As John Wanamaker said, “There’s something powerful about the idea of the lesson that I have the least trouble with myself when I’m giving myself to a worthwhile cause.” I have experienced that. I find greater fulfillment. I find greater happiness, and to be honest, a lot of what I thought were problems in my life become minimized in comparison to the problems in the world in which I’m seeking to try to come in and fulfill.

Anyone that has ever gone on a mission trip, served overseas, went and built houses know that we go to serve but the reality is the people that are impacted most are not the people we are building a house for. It’s us because we walk away with a deeper sense of gratitude. We walk away with what I like to call AVC appreciation by contrast for the things that we have.

That’s an important piece to consider when you are taking a look at social entrepreneurship. If we are talking about pure selfish reasons and again, I’m being a little bit hyperbolic with that but it’s the concept and the idea that it is the way that you are going to find deep fulfillment in your life. It’s through giving. It’s not through gaining.

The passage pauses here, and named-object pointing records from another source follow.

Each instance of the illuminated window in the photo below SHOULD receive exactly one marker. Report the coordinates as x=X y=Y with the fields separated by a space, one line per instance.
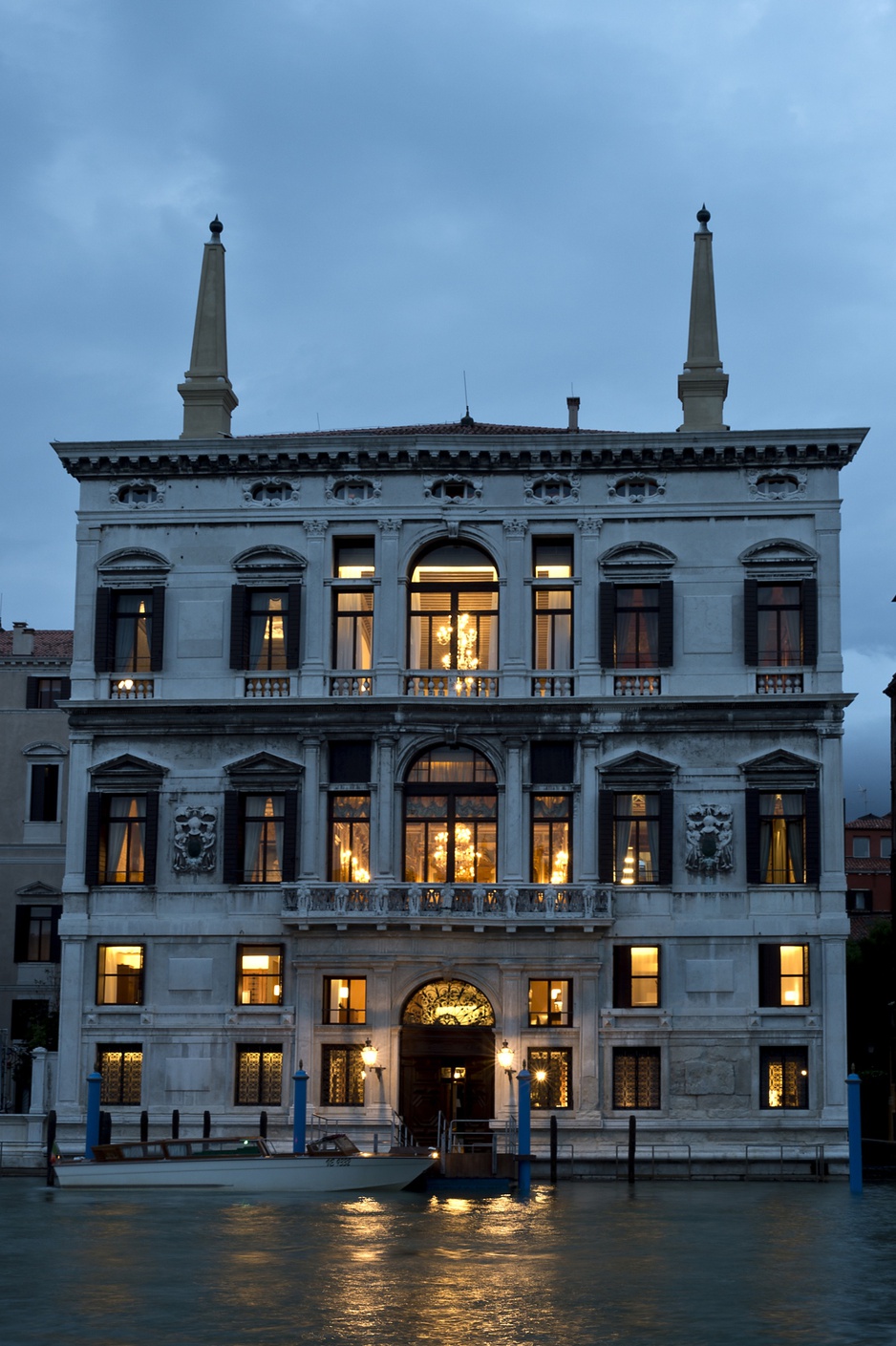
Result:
x=783 y=974
x=121 y=1069
x=635 y=976
x=550 y=839
x=549 y=1003
x=259 y=974
x=454 y=612
x=120 y=974
x=451 y=819
x=636 y=1077
x=342 y=1077
x=783 y=1077
x=550 y=1072
x=350 y=838
x=345 y=999
x=259 y=1076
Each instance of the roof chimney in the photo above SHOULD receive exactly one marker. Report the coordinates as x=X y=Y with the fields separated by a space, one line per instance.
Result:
x=207 y=395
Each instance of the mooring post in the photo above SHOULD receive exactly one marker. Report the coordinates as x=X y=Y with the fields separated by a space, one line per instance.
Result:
x=632 y=1131
x=523 y=1159
x=299 y=1105
x=855 y=1118
x=95 y=1083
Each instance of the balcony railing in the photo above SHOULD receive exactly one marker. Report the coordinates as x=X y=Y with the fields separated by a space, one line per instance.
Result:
x=451 y=683
x=440 y=904
x=131 y=690
x=636 y=684
x=777 y=684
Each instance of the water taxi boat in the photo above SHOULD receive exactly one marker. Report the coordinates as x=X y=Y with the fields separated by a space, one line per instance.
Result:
x=241 y=1164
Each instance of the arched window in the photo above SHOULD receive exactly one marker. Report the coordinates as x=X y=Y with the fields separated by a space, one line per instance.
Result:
x=451 y=817
x=454 y=614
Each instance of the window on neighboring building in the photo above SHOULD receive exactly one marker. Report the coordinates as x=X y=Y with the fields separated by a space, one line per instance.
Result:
x=550 y=1072
x=783 y=973
x=636 y=625
x=550 y=838
x=260 y=973
x=454 y=611
x=345 y=1000
x=636 y=1077
x=43 y=803
x=120 y=974
x=121 y=1069
x=264 y=628
x=549 y=1003
x=36 y=934
x=342 y=1077
x=783 y=1077
x=780 y=622
x=43 y=694
x=451 y=817
x=259 y=1076
x=635 y=976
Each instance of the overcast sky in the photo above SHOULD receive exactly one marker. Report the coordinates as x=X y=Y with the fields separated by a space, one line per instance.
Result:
x=411 y=190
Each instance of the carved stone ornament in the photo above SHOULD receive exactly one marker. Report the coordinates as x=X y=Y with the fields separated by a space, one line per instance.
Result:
x=195 y=839
x=709 y=839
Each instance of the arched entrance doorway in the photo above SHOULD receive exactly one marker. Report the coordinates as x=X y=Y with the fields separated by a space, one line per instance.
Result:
x=447 y=1057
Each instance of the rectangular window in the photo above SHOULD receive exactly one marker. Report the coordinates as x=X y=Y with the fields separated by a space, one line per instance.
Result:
x=550 y=838
x=550 y=1077
x=549 y=1003
x=36 y=935
x=783 y=1077
x=636 y=1077
x=342 y=1077
x=783 y=974
x=120 y=974
x=259 y=974
x=259 y=1076
x=121 y=1069
x=635 y=976
x=43 y=805
x=345 y=1000
x=350 y=838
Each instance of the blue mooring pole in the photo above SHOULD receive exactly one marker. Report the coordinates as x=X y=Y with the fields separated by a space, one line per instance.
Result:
x=855 y=1116
x=95 y=1081
x=523 y=1182
x=299 y=1105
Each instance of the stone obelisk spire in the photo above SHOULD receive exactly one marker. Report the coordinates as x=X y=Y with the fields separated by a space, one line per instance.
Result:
x=702 y=387
x=207 y=395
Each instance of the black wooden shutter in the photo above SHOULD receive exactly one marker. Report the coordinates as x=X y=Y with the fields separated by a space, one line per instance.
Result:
x=238 y=628
x=607 y=625
x=666 y=628
x=289 y=828
x=102 y=652
x=92 y=854
x=151 y=842
x=158 y=632
x=606 y=836
x=813 y=836
x=622 y=976
x=293 y=603
x=230 y=839
x=751 y=624
x=751 y=835
x=810 y=621
x=666 y=805
x=770 y=973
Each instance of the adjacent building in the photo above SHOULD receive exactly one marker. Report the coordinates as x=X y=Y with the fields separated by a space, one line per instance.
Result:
x=420 y=751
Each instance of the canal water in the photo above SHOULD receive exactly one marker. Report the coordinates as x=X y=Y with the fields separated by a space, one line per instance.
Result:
x=583 y=1264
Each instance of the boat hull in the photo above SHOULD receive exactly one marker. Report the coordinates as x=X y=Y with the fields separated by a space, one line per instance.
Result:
x=254 y=1174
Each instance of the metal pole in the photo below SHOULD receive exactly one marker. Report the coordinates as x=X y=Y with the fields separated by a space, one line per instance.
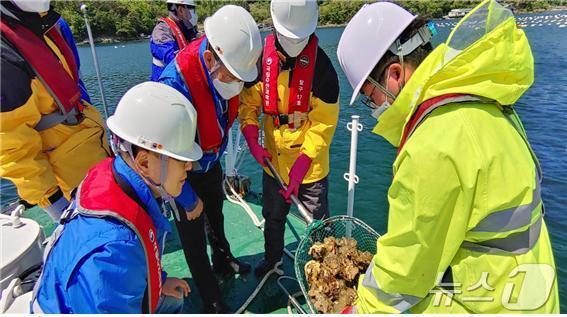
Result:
x=354 y=127
x=95 y=60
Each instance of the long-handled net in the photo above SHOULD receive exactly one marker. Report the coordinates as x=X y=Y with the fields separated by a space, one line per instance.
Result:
x=318 y=230
x=337 y=227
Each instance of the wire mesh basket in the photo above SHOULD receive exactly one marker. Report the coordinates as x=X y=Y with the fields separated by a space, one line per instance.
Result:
x=338 y=227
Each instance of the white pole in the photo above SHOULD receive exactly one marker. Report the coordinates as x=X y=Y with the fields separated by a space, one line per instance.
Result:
x=95 y=59
x=354 y=127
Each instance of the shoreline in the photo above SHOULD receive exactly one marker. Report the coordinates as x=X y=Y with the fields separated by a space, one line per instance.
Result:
x=106 y=40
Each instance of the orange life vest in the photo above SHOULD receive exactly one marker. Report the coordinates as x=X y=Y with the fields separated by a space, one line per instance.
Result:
x=101 y=196
x=209 y=133
x=177 y=33
x=300 y=88
x=63 y=87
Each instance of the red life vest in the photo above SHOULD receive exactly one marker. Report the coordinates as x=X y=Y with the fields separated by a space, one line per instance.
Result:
x=63 y=87
x=194 y=75
x=99 y=195
x=426 y=108
x=300 y=88
x=177 y=33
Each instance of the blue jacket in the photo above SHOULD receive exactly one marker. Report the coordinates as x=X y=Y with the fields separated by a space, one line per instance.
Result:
x=68 y=36
x=98 y=264
x=164 y=47
x=173 y=78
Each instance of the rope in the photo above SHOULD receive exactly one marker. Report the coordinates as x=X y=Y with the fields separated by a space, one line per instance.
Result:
x=277 y=270
x=236 y=199
x=295 y=296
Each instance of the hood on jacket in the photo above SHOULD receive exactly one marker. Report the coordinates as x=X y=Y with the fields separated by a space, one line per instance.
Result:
x=485 y=55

The last one I want to share with you is the apex. I love this quote by Huston Smith who wrote a book called The World’s Religions. Let me read it to you because this is going to reframe your thinking about aging in your life and where are the best years going to be. “Are those best years are going to be in your 20s and 30s? Are they going to be in your 40s and 50s or are they going to be in your 60s and 80s?”

If you think about that, I know a lot of people are like, “I don’t know. My 30s were great. I’m concerned about my 40s or my 40s are going to be amazing. I’m concerned though as I get to my 60s.” The question is, “What is the apex of your life? What Huston is going to argue here is, “It depends on what you value the most.” That’s going to dictate your apex.

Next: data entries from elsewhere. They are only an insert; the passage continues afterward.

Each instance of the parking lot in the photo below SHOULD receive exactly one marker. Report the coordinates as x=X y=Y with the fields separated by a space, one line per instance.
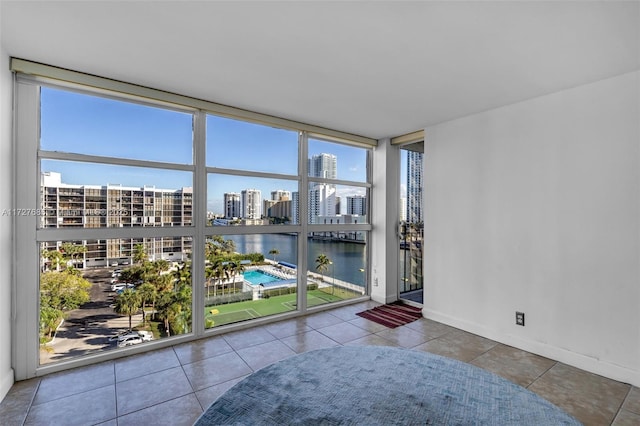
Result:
x=92 y=327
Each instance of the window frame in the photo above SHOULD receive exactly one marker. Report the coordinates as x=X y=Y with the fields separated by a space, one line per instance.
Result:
x=28 y=233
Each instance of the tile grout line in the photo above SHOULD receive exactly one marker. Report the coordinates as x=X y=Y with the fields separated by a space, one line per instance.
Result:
x=33 y=397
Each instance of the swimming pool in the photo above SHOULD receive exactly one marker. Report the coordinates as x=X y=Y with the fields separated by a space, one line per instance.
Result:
x=259 y=277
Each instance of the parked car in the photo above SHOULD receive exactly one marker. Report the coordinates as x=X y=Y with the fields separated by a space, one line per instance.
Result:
x=134 y=338
x=119 y=287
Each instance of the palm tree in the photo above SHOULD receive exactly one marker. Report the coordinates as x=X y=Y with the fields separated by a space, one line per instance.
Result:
x=183 y=274
x=127 y=303
x=274 y=252
x=322 y=264
x=209 y=274
x=235 y=268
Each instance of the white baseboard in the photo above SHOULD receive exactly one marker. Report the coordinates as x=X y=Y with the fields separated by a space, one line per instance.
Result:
x=583 y=362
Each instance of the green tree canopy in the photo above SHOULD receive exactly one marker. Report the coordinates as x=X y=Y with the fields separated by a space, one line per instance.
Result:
x=63 y=290
x=128 y=303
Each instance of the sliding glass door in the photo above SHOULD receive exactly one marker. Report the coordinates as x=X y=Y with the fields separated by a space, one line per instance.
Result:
x=411 y=223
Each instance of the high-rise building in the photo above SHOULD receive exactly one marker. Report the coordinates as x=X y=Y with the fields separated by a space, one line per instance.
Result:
x=295 y=208
x=322 y=197
x=414 y=187
x=232 y=205
x=96 y=206
x=280 y=195
x=357 y=204
x=322 y=201
x=251 y=201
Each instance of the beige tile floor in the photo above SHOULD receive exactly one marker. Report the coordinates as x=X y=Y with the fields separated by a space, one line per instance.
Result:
x=173 y=386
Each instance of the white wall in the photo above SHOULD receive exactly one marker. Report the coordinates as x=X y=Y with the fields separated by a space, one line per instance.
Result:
x=6 y=372
x=384 y=221
x=535 y=207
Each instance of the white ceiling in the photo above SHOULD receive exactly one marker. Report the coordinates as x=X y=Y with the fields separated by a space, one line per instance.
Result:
x=375 y=69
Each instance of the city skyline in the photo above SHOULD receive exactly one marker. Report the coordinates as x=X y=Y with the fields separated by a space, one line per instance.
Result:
x=135 y=131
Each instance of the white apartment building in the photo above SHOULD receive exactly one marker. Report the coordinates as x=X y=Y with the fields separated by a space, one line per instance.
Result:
x=232 y=205
x=94 y=206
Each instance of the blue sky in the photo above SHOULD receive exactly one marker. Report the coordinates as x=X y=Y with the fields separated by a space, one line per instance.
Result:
x=78 y=123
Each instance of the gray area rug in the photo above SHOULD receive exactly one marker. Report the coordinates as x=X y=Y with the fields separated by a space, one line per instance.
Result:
x=376 y=385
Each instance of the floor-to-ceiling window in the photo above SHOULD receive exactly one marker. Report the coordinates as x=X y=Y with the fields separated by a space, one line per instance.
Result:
x=410 y=284
x=140 y=220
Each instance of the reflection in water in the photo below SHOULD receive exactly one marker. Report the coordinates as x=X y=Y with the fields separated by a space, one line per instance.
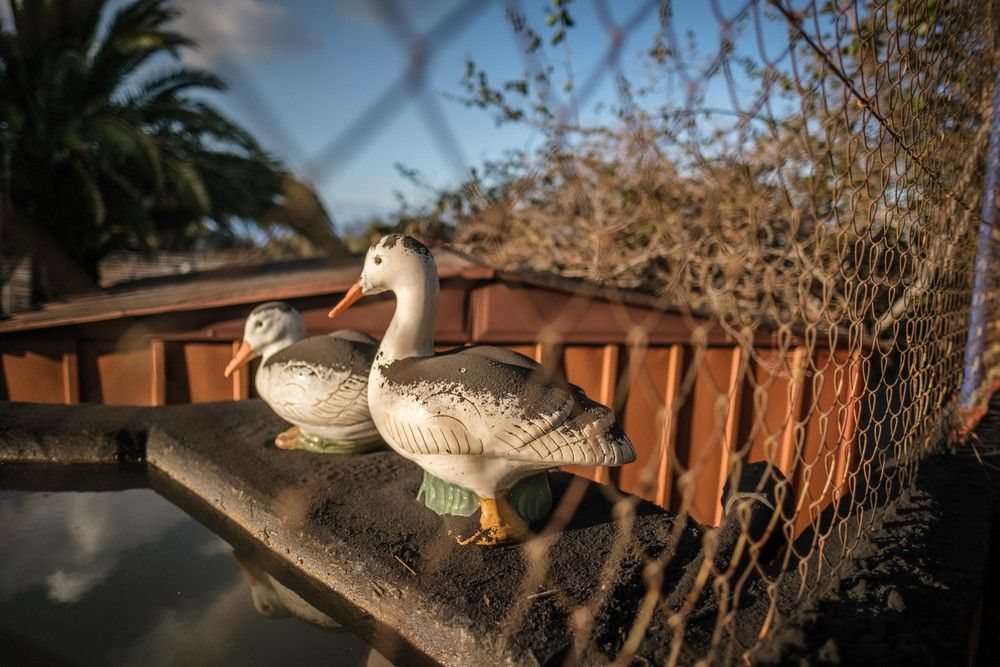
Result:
x=127 y=578
x=275 y=600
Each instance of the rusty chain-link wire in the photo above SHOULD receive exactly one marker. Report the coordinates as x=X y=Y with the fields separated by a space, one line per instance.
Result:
x=816 y=199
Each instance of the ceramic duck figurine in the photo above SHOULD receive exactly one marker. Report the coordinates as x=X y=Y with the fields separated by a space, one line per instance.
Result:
x=320 y=384
x=479 y=417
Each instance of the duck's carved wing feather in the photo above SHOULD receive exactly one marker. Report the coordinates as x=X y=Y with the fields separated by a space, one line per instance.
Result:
x=322 y=380
x=488 y=400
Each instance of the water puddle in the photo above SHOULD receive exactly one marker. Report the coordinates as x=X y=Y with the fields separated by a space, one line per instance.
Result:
x=120 y=575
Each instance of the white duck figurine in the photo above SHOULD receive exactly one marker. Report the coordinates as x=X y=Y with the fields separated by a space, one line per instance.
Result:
x=320 y=384
x=478 y=417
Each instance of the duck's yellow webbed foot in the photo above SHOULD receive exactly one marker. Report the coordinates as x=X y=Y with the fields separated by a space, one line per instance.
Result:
x=498 y=523
x=287 y=439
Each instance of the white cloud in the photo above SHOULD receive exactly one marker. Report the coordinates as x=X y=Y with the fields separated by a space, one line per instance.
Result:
x=241 y=30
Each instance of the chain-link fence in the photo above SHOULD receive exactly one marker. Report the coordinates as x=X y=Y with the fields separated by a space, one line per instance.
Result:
x=803 y=184
x=814 y=185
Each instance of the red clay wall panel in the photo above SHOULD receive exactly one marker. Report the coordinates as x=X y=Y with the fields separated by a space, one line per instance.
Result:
x=38 y=371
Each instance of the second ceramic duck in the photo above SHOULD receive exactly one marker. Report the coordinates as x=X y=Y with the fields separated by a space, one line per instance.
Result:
x=479 y=417
x=320 y=384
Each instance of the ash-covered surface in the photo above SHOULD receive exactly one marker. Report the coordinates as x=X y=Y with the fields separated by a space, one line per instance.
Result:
x=352 y=523
x=360 y=547
x=367 y=551
x=68 y=434
x=911 y=593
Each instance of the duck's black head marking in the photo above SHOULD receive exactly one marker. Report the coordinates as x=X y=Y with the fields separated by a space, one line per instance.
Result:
x=408 y=242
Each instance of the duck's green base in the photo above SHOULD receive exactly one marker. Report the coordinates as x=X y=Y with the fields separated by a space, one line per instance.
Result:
x=320 y=445
x=531 y=497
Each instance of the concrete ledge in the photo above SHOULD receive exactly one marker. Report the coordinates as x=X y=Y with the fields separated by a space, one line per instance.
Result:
x=352 y=525
x=922 y=586
x=68 y=434
x=919 y=583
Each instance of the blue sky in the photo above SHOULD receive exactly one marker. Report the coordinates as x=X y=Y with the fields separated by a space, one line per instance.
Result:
x=304 y=74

WI 866 | Social Entrepreneurship

Social Entrepreneurship: Happiness comes from getting the right kind of relationships. The three kinds of relationships that you need: the relationship between yourself and others, between yourself and your work, and between yourself in something larger than yourself.

 

Let me read it to you. “Whether life has a future beyond middle age, depends in the end not on poetry but on fact, on what the values of life are. If they are supremely those of the body, and since we as males well resigned ourselves to the fact that life after youth must be downhill, if worldly achievement and the exercise of power is best, middle age, the state of the householder, that will be life’s apex. If we value vision, understanding, impact, giving, those carry rewards equal to or surpass in these others, old age has its opportunities. We can come to happiness at the time when the rivers of our lives flow gently.”

We see this all the time in the world. I watch this with professional athletes. It’s great to be a professional athlete but we know that those are short-lived careers. We see that once you know their football or baseball career is over, the apex of their life was in athleticism and there’s a really deep sense of loss because that is what they valued the most.

I see the same thing with middle age if they value success and building businesses, get to a point in their 50s and even early 60s, and they have built businesses and made money, it’s like, “What am I going to do with another million dollars?” They feel like they have come to the apex of their life. They are confused and sad about the last half or quarter of their life.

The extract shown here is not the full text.